Еще чувствовалось подрагивание, невесомое ныряние пола самолета, еще звучал в заложенных ушах звенящий рев двигателей при посадке, поэтому, когда вместе с группой пассажиров они вошли через пневматические двери в стеклянное здание гамбургского аэропорта, окликнувший женский голос нечетко дошел до них:

— Господин Никитин?..

Довольно высокая, в темном костюме женщина лет сорока, с прядями чистой, аккуратной седины в каштановых волосах, улыбаясь им издали, сразу же быстро направилась к обоим из толпы встречающих около дверей первого зала, и Никитин, тоже улыбаясь, поставил тяжелый от четырех бутылок коньяка портфель, не вполне твердо проговорил на немецком языке:

— Госпожа Герберт! По-моему, я не ошибся? Здравствуйте! Да, я Никитин. А это мой друг — писатель Самсонов. (Самсонов, чрезмерно корректный, сдержанно кивнул фрау Герберт.) Значит, вы все же узнали меня? По фотографии? Неужели?

— Да, да, господин Никитин. Я очень рада, что вы приехали! Мы так долго ждали вашего приезда! Мы уже потеряли всякую надежду…

Она неожиданно крепко ответила на его рукопожатие, она смотрела ему в лицо, и в ее молодых, не соответствующих седине, возбужденно-радостных синих глазах мелькало подавленное улыбкой выражение, похожее на испуг и растерянность. Она повторяла:

— Да, да, господин Никитин… Я прошу вас к машине. Она здесь недалеко. Нет, сначала мы получим вещи. Как вы чувствуете себя после самолета?

— Терпимо, — ответил Никитин. — Спасибо. Кажется, живы оба.

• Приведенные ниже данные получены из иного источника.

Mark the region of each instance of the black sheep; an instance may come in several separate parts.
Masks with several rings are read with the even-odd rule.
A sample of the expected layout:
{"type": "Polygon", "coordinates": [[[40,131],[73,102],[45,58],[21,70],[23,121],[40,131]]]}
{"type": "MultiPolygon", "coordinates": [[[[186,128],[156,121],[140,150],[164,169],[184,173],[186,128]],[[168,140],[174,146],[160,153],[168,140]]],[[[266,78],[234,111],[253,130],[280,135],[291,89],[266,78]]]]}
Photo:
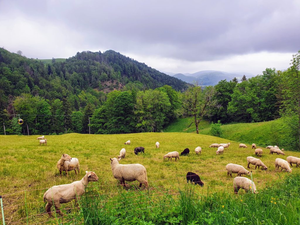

И когда, получив вещи в зале багажа, вышли из здания аэропорта и фрау Герберт, не расслабляя на губах улыбки, незамедлительно повела их к стоянке машин, Никитин заметил, как на ходу она излишне торопливо и нервно принялась дергать, расстегивать замочек сумочки, доставая, по-видимому, ключик зажигания.